I think the r2 package is using the wrong type of residuals (as resid(fit) by default returns some extremely small residuals while it returns the right ones for resid(fit_normal)), which explains the weird r².

However even if this is why the r2 is wrong, the problem of very small standard errors of fixed effects coefficients and incredibly low p-values stays (the reprex does not adequately capture this, but in my original dataset, even though coefficient estimates are very similar in both models, the standard error is 20 times lower for the coefficient of the R variable, and 110 times lower for the intercept).
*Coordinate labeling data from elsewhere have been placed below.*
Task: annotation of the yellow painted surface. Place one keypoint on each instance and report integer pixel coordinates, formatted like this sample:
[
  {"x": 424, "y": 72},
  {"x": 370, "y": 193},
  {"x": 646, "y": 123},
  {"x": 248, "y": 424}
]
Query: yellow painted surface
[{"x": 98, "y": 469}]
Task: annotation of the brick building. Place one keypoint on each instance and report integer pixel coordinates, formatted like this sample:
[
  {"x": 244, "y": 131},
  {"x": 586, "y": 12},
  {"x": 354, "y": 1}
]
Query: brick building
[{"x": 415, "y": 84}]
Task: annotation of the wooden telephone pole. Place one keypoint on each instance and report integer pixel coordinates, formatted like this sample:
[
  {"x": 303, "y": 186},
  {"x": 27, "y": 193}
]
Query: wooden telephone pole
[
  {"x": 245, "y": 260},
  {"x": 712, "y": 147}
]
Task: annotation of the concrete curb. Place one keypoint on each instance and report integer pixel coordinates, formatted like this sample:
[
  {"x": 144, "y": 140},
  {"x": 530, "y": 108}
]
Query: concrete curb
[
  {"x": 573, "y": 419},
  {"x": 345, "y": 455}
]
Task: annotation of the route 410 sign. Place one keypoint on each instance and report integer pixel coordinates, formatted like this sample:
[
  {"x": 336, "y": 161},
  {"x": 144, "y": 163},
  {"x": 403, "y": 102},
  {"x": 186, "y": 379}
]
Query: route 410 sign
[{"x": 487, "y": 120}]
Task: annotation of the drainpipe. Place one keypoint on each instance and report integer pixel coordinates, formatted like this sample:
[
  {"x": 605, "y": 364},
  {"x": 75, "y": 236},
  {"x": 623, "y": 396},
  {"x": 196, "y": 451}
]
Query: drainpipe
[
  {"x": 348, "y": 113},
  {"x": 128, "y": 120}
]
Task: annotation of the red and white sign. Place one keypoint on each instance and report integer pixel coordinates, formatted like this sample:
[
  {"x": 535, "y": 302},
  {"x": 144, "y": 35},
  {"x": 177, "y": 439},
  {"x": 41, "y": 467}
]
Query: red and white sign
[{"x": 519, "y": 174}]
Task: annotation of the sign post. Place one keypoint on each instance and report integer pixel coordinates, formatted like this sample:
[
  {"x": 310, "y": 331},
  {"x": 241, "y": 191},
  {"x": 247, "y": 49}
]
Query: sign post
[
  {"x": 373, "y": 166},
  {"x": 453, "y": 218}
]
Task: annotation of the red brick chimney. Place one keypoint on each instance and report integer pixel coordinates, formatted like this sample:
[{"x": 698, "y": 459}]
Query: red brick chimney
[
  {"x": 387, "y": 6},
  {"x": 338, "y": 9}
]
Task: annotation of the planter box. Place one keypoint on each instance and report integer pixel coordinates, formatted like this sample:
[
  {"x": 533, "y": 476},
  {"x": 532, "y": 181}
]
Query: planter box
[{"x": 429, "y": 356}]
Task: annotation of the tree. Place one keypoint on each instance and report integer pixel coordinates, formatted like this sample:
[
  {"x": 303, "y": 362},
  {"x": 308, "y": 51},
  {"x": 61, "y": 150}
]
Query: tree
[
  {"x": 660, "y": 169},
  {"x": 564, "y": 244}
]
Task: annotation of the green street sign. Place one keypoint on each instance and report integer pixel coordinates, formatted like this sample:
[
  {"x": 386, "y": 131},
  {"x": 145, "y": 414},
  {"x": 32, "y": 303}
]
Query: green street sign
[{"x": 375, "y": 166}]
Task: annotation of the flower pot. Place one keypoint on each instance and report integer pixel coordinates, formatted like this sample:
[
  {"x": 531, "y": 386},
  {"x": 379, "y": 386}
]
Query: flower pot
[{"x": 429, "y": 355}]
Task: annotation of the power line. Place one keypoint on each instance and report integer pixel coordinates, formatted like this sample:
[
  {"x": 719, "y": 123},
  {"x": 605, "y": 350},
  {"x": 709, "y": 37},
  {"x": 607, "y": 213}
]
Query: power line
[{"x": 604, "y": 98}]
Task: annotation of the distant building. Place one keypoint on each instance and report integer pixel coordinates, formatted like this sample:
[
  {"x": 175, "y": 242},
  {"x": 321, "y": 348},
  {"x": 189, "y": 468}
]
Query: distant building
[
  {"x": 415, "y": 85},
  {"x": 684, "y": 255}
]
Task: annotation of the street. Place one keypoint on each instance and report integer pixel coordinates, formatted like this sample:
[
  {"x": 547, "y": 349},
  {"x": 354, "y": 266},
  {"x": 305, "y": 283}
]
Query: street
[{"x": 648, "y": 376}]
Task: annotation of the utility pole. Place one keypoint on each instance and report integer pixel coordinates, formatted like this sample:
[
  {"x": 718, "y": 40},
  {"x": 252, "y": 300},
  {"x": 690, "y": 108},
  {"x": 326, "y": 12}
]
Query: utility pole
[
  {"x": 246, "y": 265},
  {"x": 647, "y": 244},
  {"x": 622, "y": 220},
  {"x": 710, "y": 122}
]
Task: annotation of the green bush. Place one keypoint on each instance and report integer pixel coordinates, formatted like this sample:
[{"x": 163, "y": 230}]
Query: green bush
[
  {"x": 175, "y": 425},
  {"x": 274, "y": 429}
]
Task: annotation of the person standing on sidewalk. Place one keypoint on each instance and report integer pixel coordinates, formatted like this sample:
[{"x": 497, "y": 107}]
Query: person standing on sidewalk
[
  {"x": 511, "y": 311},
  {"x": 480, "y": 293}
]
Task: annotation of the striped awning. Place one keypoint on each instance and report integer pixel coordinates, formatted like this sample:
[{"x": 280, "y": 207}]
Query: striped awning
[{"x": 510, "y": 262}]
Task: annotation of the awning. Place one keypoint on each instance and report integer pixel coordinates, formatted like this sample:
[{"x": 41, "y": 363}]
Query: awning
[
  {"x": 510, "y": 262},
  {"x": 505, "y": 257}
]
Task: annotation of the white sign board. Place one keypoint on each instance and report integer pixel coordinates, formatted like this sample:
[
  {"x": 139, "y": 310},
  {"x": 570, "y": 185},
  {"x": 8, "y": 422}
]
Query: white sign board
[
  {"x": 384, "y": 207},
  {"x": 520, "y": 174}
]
I have another similar dataset with a much more complex model, and all fixed effects are also p<2e-16 when using glmer and the Gamma distribution.

So all in all, I am quite unsure if it's me who misunderstood something fundamental in the way glmer works, if I did a mistake somewhere in my code, or if there is a bug in lme4.

Any help would be appreciated, thank you very much!